A diverging diamond interchange is intended to allow safer, smoother traffic flow on busy roads that intersect with highways. What will take some getting used to is that it briefly shifts traffic into opposite lanes using signals on bridges or underpasses so that vehicles can turn left onto the highway without facing oncoming cars. Then, traffic is routed back to the right side of the road.
Some drivers at an Illinois tollway open house Thursday in Elk Grove Village were intrigued and some were skeptical. The project is part of a major reconstruction and widening of I-90.
"I can't wait to see how that works," Elk Grove Village resident Don Swiet said, adding he feared traffic backups. "Why not a regular cloverleaf?"
Tollway officials said the project should move traffic more safely and efficiently.
"There will be free-flow movements onto all the ramps which reduces the amount of potential accidents that could happen," tollway senior project manager Hope Garrett said. "The traffic crosses over and travels in the opposite direction than (drivers) are currently used to and then crosses back so all the ramps can be accessed as a simple turn movement."
The Elmhurst Road and I-90 interchange was built in 1958 when much of the traffic flow centered on travel between Chicago and the suburbs. As a result, existing ramps only allow access to and from the east. Now with more diverse traffic patterns and suburb-to-suburb commuting, the interchange will be rebuilt to allow access to and from the west.

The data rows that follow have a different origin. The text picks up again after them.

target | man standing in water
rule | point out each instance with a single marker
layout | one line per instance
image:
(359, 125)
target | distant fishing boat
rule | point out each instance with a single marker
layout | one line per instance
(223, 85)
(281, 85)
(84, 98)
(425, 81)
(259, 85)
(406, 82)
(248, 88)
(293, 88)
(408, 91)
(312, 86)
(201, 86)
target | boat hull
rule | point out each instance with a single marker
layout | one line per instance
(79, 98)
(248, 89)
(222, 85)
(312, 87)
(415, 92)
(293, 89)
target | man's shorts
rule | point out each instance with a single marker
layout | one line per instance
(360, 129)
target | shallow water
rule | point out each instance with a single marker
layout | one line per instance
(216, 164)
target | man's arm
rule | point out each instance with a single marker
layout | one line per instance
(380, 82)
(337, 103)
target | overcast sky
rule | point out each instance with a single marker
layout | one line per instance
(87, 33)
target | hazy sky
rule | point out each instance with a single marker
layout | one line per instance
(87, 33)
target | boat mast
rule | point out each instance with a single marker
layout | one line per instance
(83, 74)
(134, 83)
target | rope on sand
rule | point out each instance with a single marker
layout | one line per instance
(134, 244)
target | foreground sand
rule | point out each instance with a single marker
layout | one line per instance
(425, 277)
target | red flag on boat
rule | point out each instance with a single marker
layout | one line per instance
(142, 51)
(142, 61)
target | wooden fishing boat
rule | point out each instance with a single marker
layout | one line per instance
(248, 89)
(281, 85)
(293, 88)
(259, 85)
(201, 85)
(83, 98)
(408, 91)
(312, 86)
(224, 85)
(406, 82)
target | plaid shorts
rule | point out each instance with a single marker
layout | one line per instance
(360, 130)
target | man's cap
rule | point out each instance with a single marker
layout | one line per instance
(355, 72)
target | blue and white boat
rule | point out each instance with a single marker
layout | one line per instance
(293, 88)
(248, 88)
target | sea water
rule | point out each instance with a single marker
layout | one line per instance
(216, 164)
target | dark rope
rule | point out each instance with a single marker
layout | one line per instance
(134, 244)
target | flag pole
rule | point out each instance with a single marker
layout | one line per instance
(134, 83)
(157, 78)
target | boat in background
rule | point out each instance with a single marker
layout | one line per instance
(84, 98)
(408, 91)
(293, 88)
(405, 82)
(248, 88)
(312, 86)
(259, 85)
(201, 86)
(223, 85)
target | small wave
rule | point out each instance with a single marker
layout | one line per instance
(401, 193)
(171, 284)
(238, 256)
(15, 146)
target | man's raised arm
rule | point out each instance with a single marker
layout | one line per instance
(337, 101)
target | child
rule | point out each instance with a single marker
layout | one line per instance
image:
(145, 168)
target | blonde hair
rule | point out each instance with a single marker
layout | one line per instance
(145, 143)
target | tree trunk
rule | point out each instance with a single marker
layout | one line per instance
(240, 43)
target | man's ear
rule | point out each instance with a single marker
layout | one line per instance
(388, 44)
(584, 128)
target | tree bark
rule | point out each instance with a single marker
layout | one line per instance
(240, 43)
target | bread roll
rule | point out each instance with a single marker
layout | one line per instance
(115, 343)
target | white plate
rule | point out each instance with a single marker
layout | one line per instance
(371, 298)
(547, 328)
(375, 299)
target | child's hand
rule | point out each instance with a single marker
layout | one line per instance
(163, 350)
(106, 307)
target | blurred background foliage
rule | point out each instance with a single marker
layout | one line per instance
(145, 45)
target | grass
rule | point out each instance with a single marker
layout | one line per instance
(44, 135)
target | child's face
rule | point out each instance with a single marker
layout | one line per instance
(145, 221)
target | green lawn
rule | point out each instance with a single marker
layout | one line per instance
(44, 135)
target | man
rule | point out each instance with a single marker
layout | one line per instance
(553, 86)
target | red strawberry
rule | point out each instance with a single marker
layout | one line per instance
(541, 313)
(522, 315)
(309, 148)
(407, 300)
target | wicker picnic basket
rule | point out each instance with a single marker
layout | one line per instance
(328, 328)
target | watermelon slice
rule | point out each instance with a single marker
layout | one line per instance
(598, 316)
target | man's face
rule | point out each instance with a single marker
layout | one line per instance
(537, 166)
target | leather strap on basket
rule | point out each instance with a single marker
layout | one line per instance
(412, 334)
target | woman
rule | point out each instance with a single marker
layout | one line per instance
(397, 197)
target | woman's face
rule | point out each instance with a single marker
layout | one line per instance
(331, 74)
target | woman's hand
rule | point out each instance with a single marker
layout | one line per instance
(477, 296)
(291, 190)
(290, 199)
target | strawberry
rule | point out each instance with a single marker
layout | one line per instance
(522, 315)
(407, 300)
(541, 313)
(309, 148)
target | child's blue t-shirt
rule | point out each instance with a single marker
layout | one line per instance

The Illinois Department of Transportation is working on two other diverging diamond interchange projects -- one at Route 59 and the Reagan Memorial Tollway (I-88) in Naperville and another on I-57 in downstate Marion.
When the counterintuitive design was introduced in Missouri, it sparked fears it would cause accidents and confuse drivers. But Missouri officials say it's working and has increased safety.